Life On Mars..?
Chris Bates
C.D.Bates at SHEFFIELD.AC.UK
Wed Aug 7 04:15:33 EDT 1996
Keith A Henderson wrote:
> Chemical makeup is right on. I just attended this past spring a lecture given
> by astronaut/geologist Harrison Schmitt (the last person to walk on the moon,
> or I should say the 'most recent'). Anyway, his talk was more about asteroids
> and meteorites and what we can learn about the solar system from them.

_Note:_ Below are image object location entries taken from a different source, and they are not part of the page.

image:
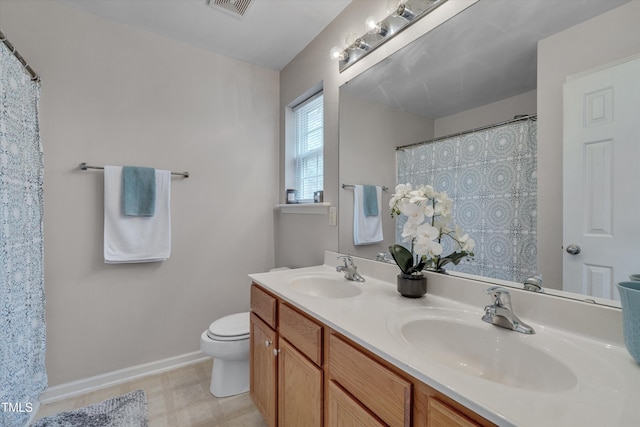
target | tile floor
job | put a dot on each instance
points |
(178, 398)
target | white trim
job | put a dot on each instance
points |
(86, 385)
(305, 208)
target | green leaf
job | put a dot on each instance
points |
(402, 257)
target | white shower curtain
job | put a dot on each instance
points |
(491, 177)
(22, 321)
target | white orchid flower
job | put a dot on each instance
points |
(409, 231)
(427, 247)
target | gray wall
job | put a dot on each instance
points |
(115, 95)
(606, 38)
(302, 239)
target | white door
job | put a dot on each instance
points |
(601, 179)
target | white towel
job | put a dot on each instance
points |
(366, 229)
(129, 239)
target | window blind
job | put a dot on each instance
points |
(309, 118)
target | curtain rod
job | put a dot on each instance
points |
(85, 166)
(34, 76)
(440, 138)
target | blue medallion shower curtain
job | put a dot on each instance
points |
(22, 317)
(491, 175)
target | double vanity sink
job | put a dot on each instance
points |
(552, 377)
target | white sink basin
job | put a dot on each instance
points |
(462, 341)
(324, 285)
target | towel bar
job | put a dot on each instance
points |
(85, 166)
(384, 187)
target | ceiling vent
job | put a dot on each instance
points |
(237, 8)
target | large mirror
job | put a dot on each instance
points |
(482, 67)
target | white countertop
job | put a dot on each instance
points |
(605, 390)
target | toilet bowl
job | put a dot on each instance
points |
(227, 341)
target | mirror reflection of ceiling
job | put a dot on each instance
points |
(485, 54)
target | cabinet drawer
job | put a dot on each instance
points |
(302, 332)
(381, 390)
(441, 415)
(264, 305)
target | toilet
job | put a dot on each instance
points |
(227, 341)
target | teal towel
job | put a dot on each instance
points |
(138, 191)
(370, 200)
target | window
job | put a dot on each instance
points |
(309, 140)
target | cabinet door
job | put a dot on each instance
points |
(263, 386)
(299, 389)
(344, 411)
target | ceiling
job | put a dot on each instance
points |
(485, 54)
(271, 33)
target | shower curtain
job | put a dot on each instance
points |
(491, 177)
(22, 322)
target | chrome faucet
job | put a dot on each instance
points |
(349, 268)
(533, 283)
(500, 313)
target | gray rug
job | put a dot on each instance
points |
(128, 410)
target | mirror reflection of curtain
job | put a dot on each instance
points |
(491, 176)
(22, 322)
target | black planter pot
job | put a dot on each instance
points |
(412, 285)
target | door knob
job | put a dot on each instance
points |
(573, 249)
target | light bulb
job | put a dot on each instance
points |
(350, 39)
(374, 27)
(371, 23)
(339, 54)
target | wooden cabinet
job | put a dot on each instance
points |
(299, 389)
(380, 390)
(345, 411)
(287, 380)
(263, 375)
(296, 360)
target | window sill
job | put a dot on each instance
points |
(305, 208)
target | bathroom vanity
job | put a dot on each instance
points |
(327, 351)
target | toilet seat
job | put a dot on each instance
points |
(234, 327)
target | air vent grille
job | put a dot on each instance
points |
(236, 7)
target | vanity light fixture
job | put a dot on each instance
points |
(376, 27)
(361, 44)
(339, 54)
(403, 14)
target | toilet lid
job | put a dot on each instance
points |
(230, 328)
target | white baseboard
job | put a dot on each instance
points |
(74, 388)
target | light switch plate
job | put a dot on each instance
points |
(333, 216)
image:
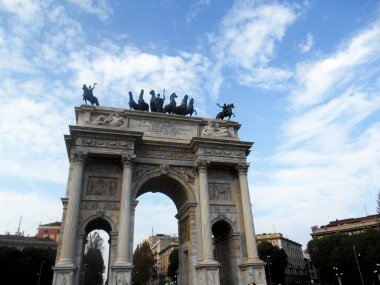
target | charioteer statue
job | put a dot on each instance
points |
(226, 111)
(88, 95)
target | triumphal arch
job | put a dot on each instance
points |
(116, 155)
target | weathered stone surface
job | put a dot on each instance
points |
(116, 155)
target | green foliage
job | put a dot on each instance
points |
(337, 251)
(23, 266)
(93, 260)
(173, 265)
(278, 261)
(143, 263)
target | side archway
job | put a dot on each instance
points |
(224, 251)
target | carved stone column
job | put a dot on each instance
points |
(70, 228)
(208, 268)
(64, 271)
(249, 229)
(122, 269)
(204, 199)
(125, 213)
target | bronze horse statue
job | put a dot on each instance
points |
(190, 108)
(132, 104)
(169, 108)
(181, 109)
(226, 112)
(142, 104)
(88, 95)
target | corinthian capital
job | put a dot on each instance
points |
(127, 160)
(77, 156)
(242, 168)
(202, 166)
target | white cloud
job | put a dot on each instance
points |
(99, 8)
(306, 46)
(32, 207)
(318, 79)
(195, 8)
(329, 153)
(247, 43)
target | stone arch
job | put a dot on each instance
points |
(166, 184)
(104, 222)
(231, 223)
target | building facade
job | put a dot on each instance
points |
(20, 242)
(295, 272)
(50, 231)
(347, 226)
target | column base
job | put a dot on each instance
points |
(121, 273)
(252, 270)
(64, 274)
(208, 272)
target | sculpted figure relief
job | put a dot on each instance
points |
(214, 129)
(226, 111)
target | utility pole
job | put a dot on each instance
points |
(270, 276)
(39, 275)
(338, 275)
(357, 263)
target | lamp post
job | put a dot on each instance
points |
(311, 277)
(338, 275)
(377, 270)
(39, 275)
(270, 276)
(357, 263)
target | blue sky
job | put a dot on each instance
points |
(303, 76)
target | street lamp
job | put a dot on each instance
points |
(377, 270)
(270, 277)
(338, 275)
(39, 275)
(311, 277)
(357, 263)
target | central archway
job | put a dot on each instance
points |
(183, 198)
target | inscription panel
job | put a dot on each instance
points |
(101, 186)
(219, 191)
(94, 205)
(164, 128)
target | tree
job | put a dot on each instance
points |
(337, 251)
(278, 260)
(24, 266)
(93, 260)
(173, 265)
(143, 263)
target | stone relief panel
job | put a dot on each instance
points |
(101, 186)
(220, 191)
(186, 173)
(214, 129)
(104, 142)
(93, 205)
(217, 173)
(185, 230)
(223, 152)
(164, 128)
(164, 152)
(139, 170)
(115, 119)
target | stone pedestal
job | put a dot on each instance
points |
(208, 273)
(121, 275)
(63, 275)
(252, 272)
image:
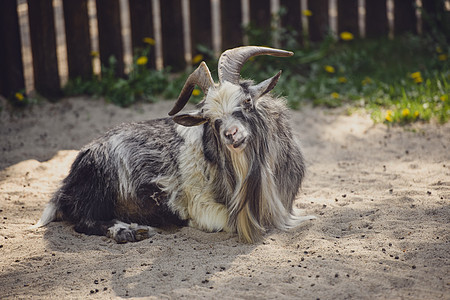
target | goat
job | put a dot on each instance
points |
(231, 164)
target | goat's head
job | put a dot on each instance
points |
(227, 104)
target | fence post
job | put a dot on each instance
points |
(201, 27)
(172, 34)
(404, 16)
(318, 23)
(77, 38)
(376, 18)
(110, 33)
(292, 20)
(231, 16)
(43, 48)
(348, 16)
(141, 19)
(11, 77)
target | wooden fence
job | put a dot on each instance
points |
(177, 26)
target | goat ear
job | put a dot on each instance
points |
(189, 119)
(265, 86)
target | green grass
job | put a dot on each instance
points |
(374, 74)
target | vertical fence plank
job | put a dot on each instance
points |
(260, 20)
(348, 16)
(318, 23)
(404, 16)
(172, 34)
(11, 76)
(231, 16)
(201, 28)
(376, 18)
(43, 48)
(77, 38)
(141, 19)
(292, 20)
(110, 34)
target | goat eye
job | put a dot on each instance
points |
(247, 103)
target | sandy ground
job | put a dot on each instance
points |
(382, 198)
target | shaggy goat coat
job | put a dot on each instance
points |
(237, 169)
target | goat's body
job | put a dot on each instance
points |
(232, 164)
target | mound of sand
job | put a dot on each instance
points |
(381, 195)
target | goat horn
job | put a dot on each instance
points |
(201, 77)
(232, 60)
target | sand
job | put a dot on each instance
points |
(381, 196)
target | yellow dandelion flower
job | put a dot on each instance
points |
(149, 41)
(389, 116)
(19, 96)
(416, 75)
(142, 61)
(198, 58)
(405, 112)
(307, 13)
(329, 69)
(346, 36)
(442, 57)
(342, 79)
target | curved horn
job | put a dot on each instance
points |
(232, 60)
(201, 77)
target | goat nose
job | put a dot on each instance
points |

< interesting space stuff snipped >
> I don't know about the bacteria issue...there is certainly some bacteria/life
> in Antarctica, although buried in the ice there's probably very little. But I
> wouldn't count this out as a contamination problem. But I assume (or would
> hope) that these researchers have some clue that these organic molecules come
> from deep enough within the crystalline structure as to be authentic. We'll
> have to wait and see.
Well from my semi-awake listening to the radio this a.m. I think it
works like this...
The meteorite hits Antarctica N years ago. The fossils of the primitive
lifeforms are greater than N years old so they must've been in the
meteorite when it landed. It probably didn't stop off on the way so the
lifeforms come from Mars.
Easy - anyone can do this astro-geology lark:-)
Of course if Fred Hoyle is right in his thories of the creation of life
as we know it, then the lifeforms could've come from elsewhere, landed
on Mars in a meteorite incident but were bounced from the Martian surface
to Earth by yet another meteorite. A sort of cosmic pool game!